Friday, February 8, 2013

The Art of Science


Look on any academic or biomedical website, and you will see researchers in the midst of ‘performing’ an experiment: Usually pipeting some ubiquitous pink liquid, wearing a crisp white lab coat and safety glasses. These images are used to reinforce the stereotypical view of scientists as calculating, logical, and knowledgeable. Many would be surprised about the creativity commonly found among people in the laboratory. Throughout my career in biomedical research, I have met many scientists whom were also talented musicians, painters, and photographers. I myself, dabbled with the idea of a degree in fine arts, before making the ‘sensible’ decision to enter neuroscience. This link between the creative and empirical is not merely a rejuvenation of the renaissance and Leonardo Di Vinci. The marriage of art and science persists – not because they are complementary components in our culture – but because they tap into the same creative process for their success.
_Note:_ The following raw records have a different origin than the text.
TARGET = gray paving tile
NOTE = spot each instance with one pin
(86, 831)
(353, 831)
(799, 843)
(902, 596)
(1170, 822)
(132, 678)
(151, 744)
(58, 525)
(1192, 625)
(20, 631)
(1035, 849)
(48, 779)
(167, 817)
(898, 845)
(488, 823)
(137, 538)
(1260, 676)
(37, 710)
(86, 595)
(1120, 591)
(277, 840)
Not surprisingly, that part of our collective unconscious according to Jungian psychology, is the Artist-Scientist archetype: “They are a builder, an inventor, a seeker, a dreamer, and a thinker. Distracted by their own thoughts, they frequently have to be pulled in out of the rain. They are simultaneously vastly knowledgeable and yet innocent, impulsive yet cautious.” This description not only accurately describes every professor I have worked for, but as my friends can attest, is also a good fit for me too.

If art and creativity inspires and complements the efforts of scientists, what about the inverse relationship? Does science inspire art? Custom DNA portraits allows one to “frame your inner beauty”, producing a print to hang on your wall that is as unique as you. Although this example is rather pedestrian, it does exemplify how art is a medium to explore current culture – in this case, it is the culture of genomic research. In more academic circles, the medical research charity the Wellcome Trust in the UK, and STAGE (Scientists, Technologists and Artists Generating Exploration) in the US, actively engages artists and scientists to work together through the funding of collaboration. These projects involve the creation of new artistic work that has biomedical scientific input into the process, either through a scientist taking on an advisory role or through direct collaboration. This has lead to many dynamic and unique working relationships between poets and speech pathologists, composers and rheumatologists, documentary film directors and psychologists.

Some neuroscientists suggest that the fundamental creative urge and key skills of pre- verbal (i.e. creative) thinking are the same regardless of the mode of expression: artistic or scientific. Patterns of activation during an fMR word association task performed by artists and scientists show strikingly similar patterns of activation in multiple regions of association cortex and areas involved in socio-affective processing. Science educators should take note. We are forever lamenting the lack of students, particularly female, entering into fields of math and science. Fostering appreciation and love of art and the creative process, as something that is a part of science -- rather than apart from it, as in the current education system -- could hold the key to this dilemma. Albert Einstein one said, "The greatest scientists are artists as well". But maybe Einstein was just being biased: He was just a musician after all.